The Germans expected Bodington to walk into a trap arranged over the German controlled radio-Archambaud. This he must not do. Yet if nobody walked into it, they would know he had warned Nick and they would both have been arrested. So Nick set Agazarian. It was an unhappy thing to have had to do. (Vogt had told me that Agazarian, when he was brought in as a prisoner, he expressed himself furious with Bodington who, he said, had sent him to the dangerous rendezvous being too fearful to go himself.) Spooner, however, when I had told him this, had said that if one or the other had to be caught it was "militarily" much better that it should be Agazarian who had little knowledge he could betray, than Bodington who knew the composition of every network in France. The could have mopped the lot up and this would have been the end of F Section.

DR Goetz, who had been detailed to act for Boemelburg (Kieffer's chief) to act as 'Gilbert's' direct contact, when in 1985 he accepted an invitation from me to come to England and spend a week-end at my house, told me that after the wrong man walked into the ambush, considerable pressure was put on Déricourt to tell them of some other place at which they could arrest Bodington and he kept telling them of places "where he was not." It became obvious he did not want them to have Bodington. It was he to whom "Gilbert" gave the time and place of British aircraft expected arrival. On receiving the details he, Goetz would then ring up the German anti-aircraft batteries and say, "British aircraft, such and such type, approaching from such and such making for such and such location: do NOT fire at it." So the aircraft had a protected flight.

Though it did look to me at a very early stage of my researches that both might be guilty, it now seems to me that the discrepancy between what Bodington wrote in his report on his return to London and what he later said at Déricourt's trial in Paris can be sufficiently explained by his understandable reluctance to say he had sent Agazarian to his death and why - which would have involved explaining all that lay behind it - without looking for anything more sinister. If Bodington had been a German agent the Germans would not have been trying to arrest him.

The evidence Bodington gave at Déricourt's trial was not so very false.

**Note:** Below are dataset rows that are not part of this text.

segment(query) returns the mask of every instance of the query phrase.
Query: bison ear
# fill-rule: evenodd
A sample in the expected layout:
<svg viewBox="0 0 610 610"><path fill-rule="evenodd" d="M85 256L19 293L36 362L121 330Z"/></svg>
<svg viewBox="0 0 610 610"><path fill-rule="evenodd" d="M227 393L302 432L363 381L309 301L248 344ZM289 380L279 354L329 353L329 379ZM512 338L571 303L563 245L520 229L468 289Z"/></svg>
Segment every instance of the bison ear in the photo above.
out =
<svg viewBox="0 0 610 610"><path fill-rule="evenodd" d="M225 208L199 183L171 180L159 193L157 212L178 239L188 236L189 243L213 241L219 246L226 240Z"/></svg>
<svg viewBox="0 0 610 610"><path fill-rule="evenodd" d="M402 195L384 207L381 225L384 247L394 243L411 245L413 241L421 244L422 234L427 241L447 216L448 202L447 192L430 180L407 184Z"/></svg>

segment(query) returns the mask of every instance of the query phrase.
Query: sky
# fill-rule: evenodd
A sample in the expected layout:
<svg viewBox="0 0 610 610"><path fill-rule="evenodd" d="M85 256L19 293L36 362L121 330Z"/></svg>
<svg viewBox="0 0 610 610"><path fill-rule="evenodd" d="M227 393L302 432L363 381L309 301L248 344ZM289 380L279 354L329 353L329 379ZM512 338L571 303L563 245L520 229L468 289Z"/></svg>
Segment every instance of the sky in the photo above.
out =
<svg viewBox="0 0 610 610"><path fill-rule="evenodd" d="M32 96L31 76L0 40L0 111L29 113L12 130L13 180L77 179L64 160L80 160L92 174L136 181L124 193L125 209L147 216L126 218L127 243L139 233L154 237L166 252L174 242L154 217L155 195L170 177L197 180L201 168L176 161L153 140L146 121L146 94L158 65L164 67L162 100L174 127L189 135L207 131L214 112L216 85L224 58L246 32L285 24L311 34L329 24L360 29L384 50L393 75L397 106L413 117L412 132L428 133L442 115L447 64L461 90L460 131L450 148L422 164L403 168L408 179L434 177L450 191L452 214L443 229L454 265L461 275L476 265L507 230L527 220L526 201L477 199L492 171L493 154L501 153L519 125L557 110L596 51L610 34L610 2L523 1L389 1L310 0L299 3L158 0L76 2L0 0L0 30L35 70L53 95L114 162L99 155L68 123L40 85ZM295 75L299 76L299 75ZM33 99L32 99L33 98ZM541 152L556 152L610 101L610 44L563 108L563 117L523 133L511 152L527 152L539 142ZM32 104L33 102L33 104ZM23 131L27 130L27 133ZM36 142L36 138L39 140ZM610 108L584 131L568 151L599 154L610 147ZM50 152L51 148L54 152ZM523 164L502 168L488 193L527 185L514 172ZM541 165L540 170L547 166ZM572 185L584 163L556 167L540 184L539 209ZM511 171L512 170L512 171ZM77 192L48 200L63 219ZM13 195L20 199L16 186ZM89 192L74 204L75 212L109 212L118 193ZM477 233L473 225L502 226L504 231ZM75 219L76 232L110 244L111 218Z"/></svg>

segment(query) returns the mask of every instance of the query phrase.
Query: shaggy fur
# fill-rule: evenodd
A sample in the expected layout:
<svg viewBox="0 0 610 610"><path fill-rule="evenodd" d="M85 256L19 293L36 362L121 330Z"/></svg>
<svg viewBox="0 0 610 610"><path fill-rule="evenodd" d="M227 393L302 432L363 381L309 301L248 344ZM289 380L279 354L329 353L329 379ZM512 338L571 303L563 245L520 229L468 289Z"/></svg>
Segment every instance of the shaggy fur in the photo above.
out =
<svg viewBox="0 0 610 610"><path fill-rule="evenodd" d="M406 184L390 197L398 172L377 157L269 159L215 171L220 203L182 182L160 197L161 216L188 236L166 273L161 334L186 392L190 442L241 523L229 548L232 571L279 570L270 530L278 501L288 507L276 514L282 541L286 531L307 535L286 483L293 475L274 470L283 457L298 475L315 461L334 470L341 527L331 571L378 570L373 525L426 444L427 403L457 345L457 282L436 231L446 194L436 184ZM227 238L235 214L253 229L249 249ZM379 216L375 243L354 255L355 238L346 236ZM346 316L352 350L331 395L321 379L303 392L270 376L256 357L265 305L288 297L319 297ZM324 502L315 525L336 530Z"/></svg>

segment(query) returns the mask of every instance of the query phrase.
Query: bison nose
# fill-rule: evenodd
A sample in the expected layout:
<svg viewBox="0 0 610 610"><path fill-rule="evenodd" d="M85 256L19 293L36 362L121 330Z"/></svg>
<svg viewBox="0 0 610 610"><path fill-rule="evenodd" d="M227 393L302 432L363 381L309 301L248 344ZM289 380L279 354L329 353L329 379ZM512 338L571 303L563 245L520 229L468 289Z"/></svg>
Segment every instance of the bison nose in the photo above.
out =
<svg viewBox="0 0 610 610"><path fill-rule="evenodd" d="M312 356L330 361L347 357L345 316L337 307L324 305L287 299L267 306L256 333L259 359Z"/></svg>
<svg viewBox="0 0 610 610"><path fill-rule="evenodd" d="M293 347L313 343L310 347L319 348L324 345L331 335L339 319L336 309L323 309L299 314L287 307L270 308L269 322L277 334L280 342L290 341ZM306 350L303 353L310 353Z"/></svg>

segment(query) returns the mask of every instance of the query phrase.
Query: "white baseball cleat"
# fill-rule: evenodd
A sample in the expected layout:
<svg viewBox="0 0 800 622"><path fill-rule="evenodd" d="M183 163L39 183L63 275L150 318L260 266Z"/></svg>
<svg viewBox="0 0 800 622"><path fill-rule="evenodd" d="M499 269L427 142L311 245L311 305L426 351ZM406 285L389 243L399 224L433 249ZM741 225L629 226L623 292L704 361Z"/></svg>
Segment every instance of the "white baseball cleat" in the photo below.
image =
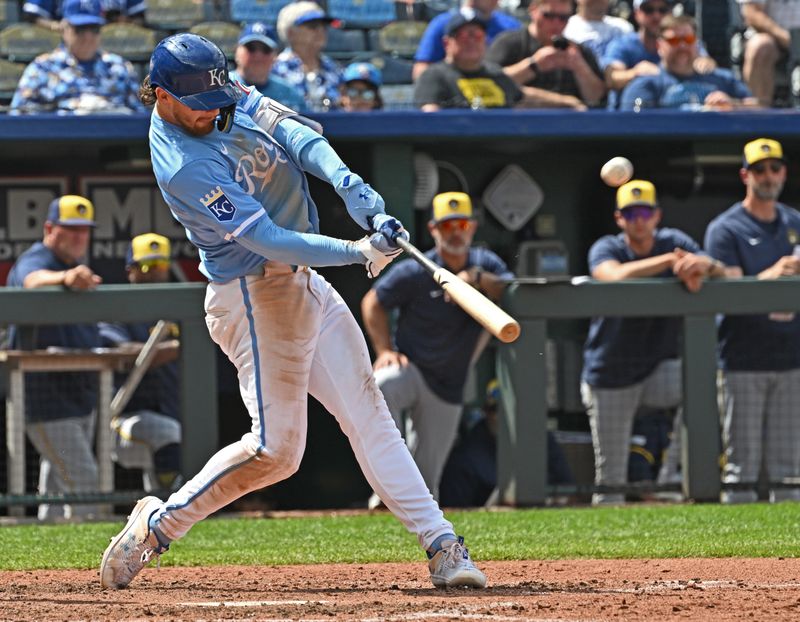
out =
<svg viewBox="0 0 800 622"><path fill-rule="evenodd" d="M161 507L161 499L140 499L128 522L117 537L111 539L103 561L100 562L100 585L123 588L133 581L154 555L161 555L169 547L161 546L156 534L150 530L150 517Z"/></svg>
<svg viewBox="0 0 800 622"><path fill-rule="evenodd" d="M486 575L469 558L464 538L442 543L428 562L431 581L436 587L486 587Z"/></svg>

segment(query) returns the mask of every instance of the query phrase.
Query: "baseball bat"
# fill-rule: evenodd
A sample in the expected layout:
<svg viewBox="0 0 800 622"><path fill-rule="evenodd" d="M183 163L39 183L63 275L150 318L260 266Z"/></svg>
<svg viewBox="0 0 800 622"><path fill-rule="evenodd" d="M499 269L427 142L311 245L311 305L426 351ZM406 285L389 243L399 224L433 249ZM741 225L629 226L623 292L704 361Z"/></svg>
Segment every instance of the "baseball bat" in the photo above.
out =
<svg viewBox="0 0 800 622"><path fill-rule="evenodd" d="M447 295L464 311L469 313L492 335L503 343L511 343L519 337L520 327L508 313L481 294L463 279L449 270L436 265L428 259L416 246L403 238L395 238L397 245L419 262Z"/></svg>

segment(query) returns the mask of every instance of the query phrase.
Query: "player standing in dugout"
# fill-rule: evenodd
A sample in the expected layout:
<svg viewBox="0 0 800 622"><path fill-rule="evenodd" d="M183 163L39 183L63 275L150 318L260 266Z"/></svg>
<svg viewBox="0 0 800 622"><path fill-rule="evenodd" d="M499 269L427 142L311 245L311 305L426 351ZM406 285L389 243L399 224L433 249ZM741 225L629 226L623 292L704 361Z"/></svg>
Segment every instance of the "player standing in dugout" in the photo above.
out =
<svg viewBox="0 0 800 622"><path fill-rule="evenodd" d="M406 449L344 300L310 266L365 264L371 278L408 237L384 201L317 131L228 79L207 39L164 39L140 96L155 104L153 170L173 216L200 251L206 324L238 370L251 431L217 452L166 502L141 499L100 565L104 587L126 587L173 540L242 495L289 477L305 449L310 393L350 440L373 490L427 552L437 587L486 585ZM320 235L305 173L328 181L365 230Z"/></svg>

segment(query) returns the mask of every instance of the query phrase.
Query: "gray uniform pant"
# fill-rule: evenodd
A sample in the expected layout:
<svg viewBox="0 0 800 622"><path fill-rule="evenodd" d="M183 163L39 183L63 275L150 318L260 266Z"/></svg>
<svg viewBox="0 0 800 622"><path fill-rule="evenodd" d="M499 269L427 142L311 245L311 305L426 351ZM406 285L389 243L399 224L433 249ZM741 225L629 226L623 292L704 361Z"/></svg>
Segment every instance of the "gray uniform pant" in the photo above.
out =
<svg viewBox="0 0 800 622"><path fill-rule="evenodd" d="M800 476L800 369L720 374L722 481L752 484L723 491L723 503L755 501L762 459L769 482ZM800 488L775 488L770 499L800 500Z"/></svg>
<svg viewBox="0 0 800 622"><path fill-rule="evenodd" d="M162 447L181 442L180 422L152 410L138 410L116 417L111 428L114 430L113 460L126 469L141 469L146 492L158 489L153 454Z"/></svg>
<svg viewBox="0 0 800 622"><path fill-rule="evenodd" d="M39 494L95 493L100 488L97 460L92 442L96 413L87 417L69 417L25 428L31 444L39 452ZM39 506L40 520L72 518L97 514L95 505Z"/></svg>
<svg viewBox="0 0 800 622"><path fill-rule="evenodd" d="M581 385L583 404L589 414L594 446L594 482L621 486L628 481L633 418L640 406L676 408L682 400L681 362L661 361L641 382L619 389ZM670 451L675 451L670 447ZM622 493L595 493L592 503L622 503Z"/></svg>
<svg viewBox="0 0 800 622"><path fill-rule="evenodd" d="M439 480L461 421L461 404L446 402L430 390L416 365L384 367L375 380L386 399L389 412L406 439L422 479L434 498L439 497ZM408 421L404 420L404 414ZM410 423L410 430L406 430Z"/></svg>

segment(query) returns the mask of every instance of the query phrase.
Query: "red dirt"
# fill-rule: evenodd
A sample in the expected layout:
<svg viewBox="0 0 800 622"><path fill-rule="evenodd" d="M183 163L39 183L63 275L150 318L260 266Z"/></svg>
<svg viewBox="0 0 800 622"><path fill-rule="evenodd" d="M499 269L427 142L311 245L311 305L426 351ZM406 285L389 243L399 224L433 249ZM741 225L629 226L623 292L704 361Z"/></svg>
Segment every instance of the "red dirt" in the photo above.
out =
<svg viewBox="0 0 800 622"><path fill-rule="evenodd" d="M800 620L800 559L480 563L485 590L437 590L425 564L0 573L2 620Z"/></svg>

He merely represented as having been explicit expressed in words what had been tacit but implicit. It should be remembered that the charge against Déricourt was expressly that he had betrayed Agazarian to the Germans. Déricourt would have had to reply 'not me Bodington' had not Bodington come and given evidence that would get them both off.

I owe no special consideration for Bodington as he never gave me an interview. But Déricourt gave me every cooperation, long hours of his time, during which he never took amiss the hard things I said to his face about what he had done and now that he is dead and unable to present his defence, I feel it a kind of loyalty to do that for him, as best I can - to hold the fort for him.